On the tangle over the trial for Khalid Sheikh Mohamed, the takeaway from Democratic national security experts is increasingly this: the Obama White House inherited a horrible mess of a detention policy, but its political decisions are making a very bad situation worse.
One policy expert who consults with the White House complains: "I try to be understanding of just how much of a total freaking mess this was that they got handed to them on Jan. 20. But I have very little sympathy with their complaints about moving on court imposed deadlines before they were ready on KSM."
That was in November. What was the administration doing for the past ten months, except for preparing to transfer him? KSM was already under indictment for the Bojinka terrorist plot and could have been moved to a cell in New York while the government prepared its indictment on the 9/11 case.

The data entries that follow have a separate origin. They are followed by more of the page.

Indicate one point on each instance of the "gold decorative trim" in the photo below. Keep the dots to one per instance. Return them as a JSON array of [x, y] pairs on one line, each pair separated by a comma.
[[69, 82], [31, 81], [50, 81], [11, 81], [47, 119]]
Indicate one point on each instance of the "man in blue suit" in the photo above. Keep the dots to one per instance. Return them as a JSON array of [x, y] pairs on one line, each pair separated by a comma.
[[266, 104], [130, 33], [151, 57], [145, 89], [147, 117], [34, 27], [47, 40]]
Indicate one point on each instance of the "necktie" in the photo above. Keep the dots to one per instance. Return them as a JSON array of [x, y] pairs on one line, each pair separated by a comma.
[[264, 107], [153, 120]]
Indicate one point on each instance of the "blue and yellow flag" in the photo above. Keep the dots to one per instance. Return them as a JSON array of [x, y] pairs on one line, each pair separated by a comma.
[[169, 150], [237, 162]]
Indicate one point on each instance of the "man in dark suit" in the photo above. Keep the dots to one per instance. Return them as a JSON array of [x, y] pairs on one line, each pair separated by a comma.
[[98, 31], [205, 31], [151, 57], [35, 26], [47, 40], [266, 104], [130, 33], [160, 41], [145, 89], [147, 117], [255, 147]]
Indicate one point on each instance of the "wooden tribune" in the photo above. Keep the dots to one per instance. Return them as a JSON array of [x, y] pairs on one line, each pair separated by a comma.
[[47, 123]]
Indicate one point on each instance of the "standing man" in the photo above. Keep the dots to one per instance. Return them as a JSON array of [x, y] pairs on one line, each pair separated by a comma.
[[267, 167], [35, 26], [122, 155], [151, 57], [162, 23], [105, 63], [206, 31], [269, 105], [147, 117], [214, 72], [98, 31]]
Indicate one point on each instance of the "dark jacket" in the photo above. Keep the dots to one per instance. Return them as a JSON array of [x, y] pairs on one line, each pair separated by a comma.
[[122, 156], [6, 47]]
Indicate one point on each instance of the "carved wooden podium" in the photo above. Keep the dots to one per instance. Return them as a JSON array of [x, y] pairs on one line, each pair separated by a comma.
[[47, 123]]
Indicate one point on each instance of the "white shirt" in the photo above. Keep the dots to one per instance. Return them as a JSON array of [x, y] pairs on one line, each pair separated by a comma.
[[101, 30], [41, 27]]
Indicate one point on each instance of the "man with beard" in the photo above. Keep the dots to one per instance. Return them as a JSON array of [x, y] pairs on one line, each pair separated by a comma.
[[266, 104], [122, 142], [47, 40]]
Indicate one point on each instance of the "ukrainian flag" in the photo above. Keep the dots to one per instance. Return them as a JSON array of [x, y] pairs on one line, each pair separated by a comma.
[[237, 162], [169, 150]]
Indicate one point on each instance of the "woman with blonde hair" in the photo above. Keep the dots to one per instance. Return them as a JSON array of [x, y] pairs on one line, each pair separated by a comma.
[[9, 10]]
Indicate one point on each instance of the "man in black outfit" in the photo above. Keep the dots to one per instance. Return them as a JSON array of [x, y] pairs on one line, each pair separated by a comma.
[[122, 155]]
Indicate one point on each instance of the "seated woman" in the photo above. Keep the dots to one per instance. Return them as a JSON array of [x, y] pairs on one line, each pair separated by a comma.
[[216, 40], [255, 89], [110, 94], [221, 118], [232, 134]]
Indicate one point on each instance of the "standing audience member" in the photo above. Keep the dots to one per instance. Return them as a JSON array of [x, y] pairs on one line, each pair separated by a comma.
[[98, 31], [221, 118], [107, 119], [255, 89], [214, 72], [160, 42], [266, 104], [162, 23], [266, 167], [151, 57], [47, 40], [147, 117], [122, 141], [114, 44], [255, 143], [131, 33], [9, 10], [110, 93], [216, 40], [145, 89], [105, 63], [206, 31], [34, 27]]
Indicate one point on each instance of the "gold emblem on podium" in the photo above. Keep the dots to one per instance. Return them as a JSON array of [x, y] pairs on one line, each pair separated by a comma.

The question: is the White House really going to give up, to essentially allow Congress to force them to use military commissions? Why aren't they fighting back? When Republicans tried to graft the issue on the recent intelligence authorization bill in the House, Democrats had the gumption to fight it off, and called the GOP's bluff.
Maybe Sen. Lindsay Graham has 50 votes in the Senate for his Rahm Emanuel-negotiated compromise--a more "open" tribunal in exchange for funding the Thomson, Illinois supermax home for detainees--but the Senate's bill is basically DOA in the House, given how tetchy House members feel about being bullied by the Senate on anything. News today that Sen. Dianne Feinstein opposes using military commissions for KSM is key--it gives the White House some ammunition, if they want to use it.
The arguments that the administration is the victim of irrational Republicans and "court-imposed timelines" aren't sufficient to explain the lack of a concerted, daily, public communications effort to fight for the principle of trying the 9/11 terrorists in federal courts. (The White House made the same arguments about "court imposed timelines" when they made the original military commissions decision in May 2009; the deadline really wasn't as hard as it seemed, in part because the administration didn't quite understand how military commissions work in practice.) And, of course, If they had scrapped the military commissions they wouldn't be in this mess.
From the White House's standpoint, it is no use fighting a losing battle, and to affirmatively annoy Congress would all but guarantee that Congress would block funding for Article III trials in perpetuity--and certainly prevent funding for the Thomson prison conversion. Realistically, the only way to preserve a role for Article III courts is to negotiate with Congress.
From the standpoint of outside critics, the downside to fighting isn't obvious: maybe you'll lose and maybe you'll win. But everyone will know that you are willing to fight for what you believe in on national security issues. The spirit of Obama's speech on national security at the National Archives would be preserved.
Right now every single wavering Democrat on the Hill is saying to themselves, "Why on Earth should I take a tough vote on this if the White House isn't even going to try and fight?"
Right now, the White House has one option to save the principle. One try, really. Quickly announce that while they have not yet decided on a venue, Khalid Sheikh Mohammed will be tried in a federal criminal court becuase it is the judgement of our military commanders, intelligence officials, and law enforcement community that a criminal trial for Khalid Sheik Mohammed is in the best interests of the United States. They would formally give Congress 45 days notice, and then dare the Senate to cut off funding. (Sixty votes would be needed.) Congress might have the votes, but the even if they did, there might be ways to ignore Congress--reprogram funds, for example.
If the president does not do that, then KSM will be tried in a military tribunal.
The White House desperately wants to avoid the creation of an ad hoc policy that can easily be altered by the next president, but its unwillingness to fight for this--or even give the appearance of a fight--is feeding the inevitable creation of an ad hoc system influenced just as much by the forces of reaction (defined by the administration) as by the forces of progress. The minority party's presidential candidate and Senate leader are making a case that even the previous administration did not have the gumption to make: that NO terrorist can ever be tried in civilian courts. And no one is making the case for why military commissions aren't ideal here: that Thomson wouldn't open for two years, which means at least two more years of Gitmo.